Doesn't it sound cute to say that we took sugar cookie dough, had each child (my two plus a friend) cut out/sculpt shapes of states, and once baked we frosted them green and, referring to the map, used chocolate chips to mark the capitals (and any other major cities), and blue frosting to show prominent rivers/lakes? It sounds really cute. They look really ugly. Let's face it, Colorado aside, the states are not easy to form... and sugar cookie dough can only take so much manhandling... by the time they baked up it was like, "Is this my New Hampshire, or my Virginia?"  

I've committed to go through all fifty states. Today we did our first five. When deciding on which five it made sense to start with the top-tier battle ground states so as to prep us for following the news tomorrow. They started with Ohio (kind of sort of okay because it at least has two straight sides), went on to Florida (The Boy told The Girl that hers looked like a ray-gun), happily chopped out sensibly-shaped Colorado, tried to grasp Virginia by comparing it to a small mountain next to a larger one with a straight line on the bottom, and then finished really wonky with New Hampshire. 

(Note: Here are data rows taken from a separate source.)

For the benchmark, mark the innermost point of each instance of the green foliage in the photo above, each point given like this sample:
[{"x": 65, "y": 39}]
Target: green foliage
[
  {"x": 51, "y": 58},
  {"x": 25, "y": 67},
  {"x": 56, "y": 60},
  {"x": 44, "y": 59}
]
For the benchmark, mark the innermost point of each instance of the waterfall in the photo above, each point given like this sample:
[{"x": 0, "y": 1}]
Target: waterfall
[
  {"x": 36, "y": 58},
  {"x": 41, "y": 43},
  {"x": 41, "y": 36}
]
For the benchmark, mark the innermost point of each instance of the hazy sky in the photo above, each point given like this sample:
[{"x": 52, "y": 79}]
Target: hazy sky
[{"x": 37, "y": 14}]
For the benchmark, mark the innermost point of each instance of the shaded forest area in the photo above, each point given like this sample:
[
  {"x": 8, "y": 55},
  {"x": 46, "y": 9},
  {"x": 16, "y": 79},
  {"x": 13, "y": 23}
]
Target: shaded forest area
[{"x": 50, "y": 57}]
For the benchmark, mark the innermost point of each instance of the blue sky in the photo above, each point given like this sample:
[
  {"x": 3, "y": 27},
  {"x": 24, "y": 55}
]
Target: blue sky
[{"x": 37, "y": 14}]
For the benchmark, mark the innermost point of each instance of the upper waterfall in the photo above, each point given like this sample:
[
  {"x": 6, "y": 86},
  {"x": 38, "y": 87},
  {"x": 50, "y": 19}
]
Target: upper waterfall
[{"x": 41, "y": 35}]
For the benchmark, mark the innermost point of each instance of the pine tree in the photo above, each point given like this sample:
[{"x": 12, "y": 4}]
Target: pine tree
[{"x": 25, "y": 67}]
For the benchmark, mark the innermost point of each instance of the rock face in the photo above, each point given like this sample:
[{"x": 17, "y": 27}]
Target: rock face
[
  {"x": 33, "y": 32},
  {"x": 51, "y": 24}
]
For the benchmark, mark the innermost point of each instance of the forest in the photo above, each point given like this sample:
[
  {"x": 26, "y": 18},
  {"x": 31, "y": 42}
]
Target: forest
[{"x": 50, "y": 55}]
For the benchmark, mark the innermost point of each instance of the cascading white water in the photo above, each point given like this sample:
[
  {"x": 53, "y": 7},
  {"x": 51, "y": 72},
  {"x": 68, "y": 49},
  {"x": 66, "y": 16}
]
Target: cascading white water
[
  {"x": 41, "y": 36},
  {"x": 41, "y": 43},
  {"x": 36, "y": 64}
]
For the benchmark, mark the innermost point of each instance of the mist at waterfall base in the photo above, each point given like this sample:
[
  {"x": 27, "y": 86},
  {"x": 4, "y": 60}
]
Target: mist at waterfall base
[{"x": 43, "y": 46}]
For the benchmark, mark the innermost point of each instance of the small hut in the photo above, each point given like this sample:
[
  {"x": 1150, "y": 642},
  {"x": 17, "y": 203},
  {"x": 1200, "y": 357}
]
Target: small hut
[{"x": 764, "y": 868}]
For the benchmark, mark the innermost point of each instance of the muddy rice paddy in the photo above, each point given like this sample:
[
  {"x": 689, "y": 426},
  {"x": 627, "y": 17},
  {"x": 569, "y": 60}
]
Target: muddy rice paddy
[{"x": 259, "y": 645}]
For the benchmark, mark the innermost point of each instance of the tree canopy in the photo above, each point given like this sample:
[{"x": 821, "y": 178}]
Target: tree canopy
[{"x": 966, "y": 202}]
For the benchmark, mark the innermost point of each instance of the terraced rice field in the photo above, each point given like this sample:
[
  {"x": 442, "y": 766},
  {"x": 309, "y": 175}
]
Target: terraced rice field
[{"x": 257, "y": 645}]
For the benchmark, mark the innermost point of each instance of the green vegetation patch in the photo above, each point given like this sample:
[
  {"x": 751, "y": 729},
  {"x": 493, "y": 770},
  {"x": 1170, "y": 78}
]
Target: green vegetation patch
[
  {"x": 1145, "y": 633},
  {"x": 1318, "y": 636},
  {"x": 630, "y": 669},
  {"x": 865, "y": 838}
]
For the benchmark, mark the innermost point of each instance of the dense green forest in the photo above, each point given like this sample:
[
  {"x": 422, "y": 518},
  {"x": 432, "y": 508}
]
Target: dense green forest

The food coloring we had to use for the frosting was from a past, slightly more gourmet project, so instead of good ol' grass green it was "Juniper Green" and instead of a conventional blue it was "Delphinium Blue." Which both sound nice enough, but for some reason don't translate well on a bumpy amoeba-shaped sugar cookie. Sometimes colors -- I don't know -- let's just say blue for example -- should just commit already to being a consistent, reliable, decided blue. 

So as not to further alienate half of my blog readership (1.5 person), I'll switch now and talk about our personal economic woes. The scheme is expensive. I really wanted it to not cost much because I'm already embarrassed to be doing something that not everybody can do (I absolutely get that having a parent at home is an insane luxury -- please refer to some of my first blog entries). I'm trying to be creative and take advantage of free resources and nominally-priced classes/opportunities, but good gravy, it all adds up (sugar cookie dough doesn't grow on trees my friends). To that end, today I began the bartering of my services. 

While my kids are busy taking their Oscar Wilde/theatre class I'm now conducting an essay workshop class with a couple of teenagers (in exchange for a class that my moppets will take next session from the same organization). I had to dust off the cobwebs a bit. My students wear super-smart-pants and are writing essays to apply to "top-tier boarding schools" and "top-tier Manhattan privates." I have to admit that I feel like the "doctor" in The King's Speech... like should they find out I went to a (say it in a whisper) state school they will get all teary and pissed off at my having deceived them and I'll have to be all: I never lied! I never lied! You never asked... 

...

I speak of sugar cookies and make reference to financial hardship while absolute despair is going on mere blocks away. In all honesty, I haven't got a clue how to make my existence somehow congruent, or non-offensive to that other reality. I've been asked how we're fairing here in the aftermath. I don't know how to answer. We feel grateful. We feel impressed at the help that we are seeing and hearing about. Our building collected clothes and household items for the NYPD to distribute and within hours you couldn't see the carpet or the couches in the lobby for all the donations. Some of the stories that are surfacing about loss are staggering. I don't understand how certain areas can ever be cleaned up and fixed. What I'm holding on to, and I get that it's ridiculous in its simplicity (and again callous because any "suffering" on my part is reflected/sympathy), is that time is miraculous. When I've been in the middle of heartbreak I could not have fathomed that anything could ever be okay again; I could not have believed that a time would come when I wouldn't hurt. And then time passes... and somehow, miraculously, during that time healing happens. I'm resistant to make the connection because it's not yet been a week and already it's cliche because it's so on the forefront of people's minds here, but I'll put it here to document a local sentiment: in the rubble left from September 11th, it would have felt impossible, and even cruel to suggest that a mere decade later the space would be what it is now. I don't think that anybody is saying that that decade has erased pain, or blotted out the loss, it's just a reminder that a lot of clean-up and building has happened... and fingers crossed, can happen again. In the interim I make cookies and teach privileged teens the craft of writing essays. And I hope. Mostly I hope that my neighbors who have lost so much haven't lost their hope.